Martedì 5 Novembre 2024

L'INTERVISTA L'ambasciatore iracheno: "Il Papa è in grave pericolo"

Il diplomatico iracheno in Vaticano: cellule occidentali in azione di Alessandro Farruggia

Bagno di folla per Papa Francesco a Caserta (Reuters)

Bagno di folla per Papa Francesco a Caserta (Reuters)

ROMA, 16 setttembre 2014 - «LE MINACCE contro il Papa sono credibili. Le dichiarazioni pubbliche e i crimini dell’Isis contro il cristianesimo sono un fatto. Basta fare due più due. Ma non possiamo essere prigionieri della paura, subire la pressione di questi terroristi. Per questo, lancio un appello al Papa: venga in Iraq, mandi un messaggio di speranza ai cristiani del Medio Oriente e a tutto il mondo. Con la sua saggezza e il suo coraggio potrebbe fare di questa visita un ponte tra le nostre religioni, un messaggio di pace nel segno di Abramo».

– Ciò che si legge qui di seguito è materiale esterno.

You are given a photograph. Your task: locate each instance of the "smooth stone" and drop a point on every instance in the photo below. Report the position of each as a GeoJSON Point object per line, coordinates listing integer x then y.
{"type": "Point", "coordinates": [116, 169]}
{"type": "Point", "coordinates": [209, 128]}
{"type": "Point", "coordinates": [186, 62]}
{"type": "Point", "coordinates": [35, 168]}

L’ambasciatore iracheno presso la Santa Sede Habeeb M. H. Al Sadr, di religione sciita, è in Italia dal 2010. È esperto, conosce bene il Vaticano ma ha anche un filo diretto con il suo governo, e ribadisce: l’Isis ha nel mirino Papa Francesco.

Ha avuto segnalazioni di intelligence?

«Sia chiaro, non sono a conoscenza di fatti specifici, di progetti operativi. Ma quanto dichiarato dai terroristi dell’autoproclamato ‘Stato islamico’ è chiaro. Loro vogliono uccidere il Papa. Del resto, questa banda di criminali non si limita a minacciare: in Iraq ha già violato o addirittura distrutto alcuni dei luoghi più sacri dell’islam sciita. Ha colpito luoghi di culto della religione degli yazidi, e del cristianesimo. Ha costretto 150mila cristiani a fuggire da Mosul, e così ha fatto gli yazidi. Se pensiamo che le loro sono solo parole, non capiamo la natura della minaccia. Loro dicono: chi non è con noi è contro di noi. O ti converti o sono legittimato ad ammazzarti. E lo fanno davvero: è un genocidio».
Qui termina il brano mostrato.